Jim Kershner’s this day in history

From our archives, 100 years ago

Spokane’s “local Teutons” (Germans) embarked on a campaign to supply the public with the “historical facts” which led to the great European war.

At a meeting of the German-American Central Verein in a Spokane meeting hall, Miss Emma Lietzow said many Americans were biased toward England because of distorted press accounts and history textbooks.

William Schecht said that censored news reports from England, France and Belgium were responsible for the biased accounts in the press.

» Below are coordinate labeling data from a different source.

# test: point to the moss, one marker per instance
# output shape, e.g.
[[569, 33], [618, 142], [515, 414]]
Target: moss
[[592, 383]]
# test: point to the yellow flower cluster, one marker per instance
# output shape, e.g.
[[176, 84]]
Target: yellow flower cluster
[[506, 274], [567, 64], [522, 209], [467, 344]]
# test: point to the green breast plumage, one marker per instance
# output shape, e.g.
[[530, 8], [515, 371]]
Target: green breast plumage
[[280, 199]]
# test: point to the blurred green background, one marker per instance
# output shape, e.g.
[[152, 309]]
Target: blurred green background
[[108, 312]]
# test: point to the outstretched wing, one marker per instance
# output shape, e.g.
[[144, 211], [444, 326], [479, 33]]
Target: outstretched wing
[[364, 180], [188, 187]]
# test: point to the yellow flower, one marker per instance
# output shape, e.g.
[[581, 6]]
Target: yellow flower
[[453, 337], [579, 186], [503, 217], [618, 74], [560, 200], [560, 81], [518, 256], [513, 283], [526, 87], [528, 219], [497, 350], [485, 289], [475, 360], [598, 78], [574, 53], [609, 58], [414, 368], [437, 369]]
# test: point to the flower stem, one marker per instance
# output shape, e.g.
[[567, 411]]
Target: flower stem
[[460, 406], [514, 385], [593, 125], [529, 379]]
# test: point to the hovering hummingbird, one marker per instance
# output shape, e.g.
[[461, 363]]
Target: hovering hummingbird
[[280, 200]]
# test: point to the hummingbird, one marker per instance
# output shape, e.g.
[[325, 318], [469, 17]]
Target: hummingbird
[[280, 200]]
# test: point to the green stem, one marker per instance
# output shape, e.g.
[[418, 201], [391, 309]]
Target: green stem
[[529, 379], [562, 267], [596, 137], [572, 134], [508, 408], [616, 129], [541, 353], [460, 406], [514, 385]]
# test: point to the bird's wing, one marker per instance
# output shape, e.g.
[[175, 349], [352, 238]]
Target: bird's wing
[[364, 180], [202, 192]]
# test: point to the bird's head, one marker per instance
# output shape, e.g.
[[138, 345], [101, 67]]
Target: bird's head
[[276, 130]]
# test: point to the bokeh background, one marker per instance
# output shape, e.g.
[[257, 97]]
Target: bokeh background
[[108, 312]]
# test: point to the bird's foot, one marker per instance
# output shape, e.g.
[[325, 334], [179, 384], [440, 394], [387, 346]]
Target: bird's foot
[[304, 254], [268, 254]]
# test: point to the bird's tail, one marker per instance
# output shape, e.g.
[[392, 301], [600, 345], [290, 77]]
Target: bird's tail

The group resolved to explain to the public the “true causes which led to the present crisis, and thus prove that the Triple Alliance was but for the preservation of peace.” They also resolved to tell “of the forbearance exercised by Austria for years in the face of the greatest of provocation by Russia.”

Another man said that the late czar Peter the Great’s intention had always been to “possess Constantinople, disintegrate Austria and virtually extend the eastern frontier of Russia to Vienna.”

Judge Adolph Munter said the cause of the war was the “insatiable greed of Russia.” He said it boiled down to a “struggle between pan-Slavism and semi-barbarism on one side and Germanic civilization, enlightenment and culture on the other.”

F.S. Suksdorf summed up the causes of the war as “English envy, jealousy and commercial rivalry,” and the French desire for “revenge and the recovery of Alsace and Lorraine.”